Stiles is an idiot. Of course Laura is Laura _Hale_. Now that he thinks about it, they even look the same. Hell, they kind of dress the same. 

It’s then that Stiles notices that Laura hasn’t moved away from him at all, and it’s only as he turns off the heat and places the pot on a back burner that he realizes how close they’re standing, elbow to elbow.

“I just saw you at Thanksgiving,” Derek says with a scowl but when Laura ducks forward to wrap him up in a bear hug he responds in kind. Feeling like an intruder, Stiles turns back to the mac and cheese, easing it into a large container and scraping the pot clean as best he can.
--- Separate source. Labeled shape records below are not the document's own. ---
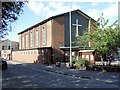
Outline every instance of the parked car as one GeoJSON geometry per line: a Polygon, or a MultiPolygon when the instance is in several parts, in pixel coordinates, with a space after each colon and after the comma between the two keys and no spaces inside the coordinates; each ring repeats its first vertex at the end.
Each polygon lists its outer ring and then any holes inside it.
{"type": "Polygon", "coordinates": [[[2,67],[2,70],[7,69],[7,61],[4,58],[0,57],[0,66],[2,67]]]}

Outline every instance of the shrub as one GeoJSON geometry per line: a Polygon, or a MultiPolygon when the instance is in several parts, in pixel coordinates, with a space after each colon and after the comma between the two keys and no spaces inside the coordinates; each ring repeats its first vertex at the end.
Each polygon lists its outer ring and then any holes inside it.
{"type": "Polygon", "coordinates": [[[90,63],[87,59],[84,58],[78,58],[75,64],[77,69],[83,69],[85,66],[93,66],[92,63],[90,63]]]}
“I’ve been trying to convince Stiles to make me breakfast,” Laura continues once they’ve separated. “In fact, Stiles, if you cook, I’ll clean. You should stay and eat with us. Derek is always nicer after he eats. Much easier to push around.”

“You’re the only one who pushes me around,” Derek groans, but that’s not a no. 

“I’ve uh, got some extra pancetta and cheese. Do you have eggs? I could make omelettes?” Stiles offers.

“Omelettes sound wonderful.”

***

They take their omelettes into the library because it’s the only room (as far as Stiles knows) that has a table and chairs available. Laura moans as she takes her first bite, rolling her eyes dramatically. “Oh my god, Stiles, I was half kidding before, but I’m serious now. Can I steal you? Can I keep you forever?”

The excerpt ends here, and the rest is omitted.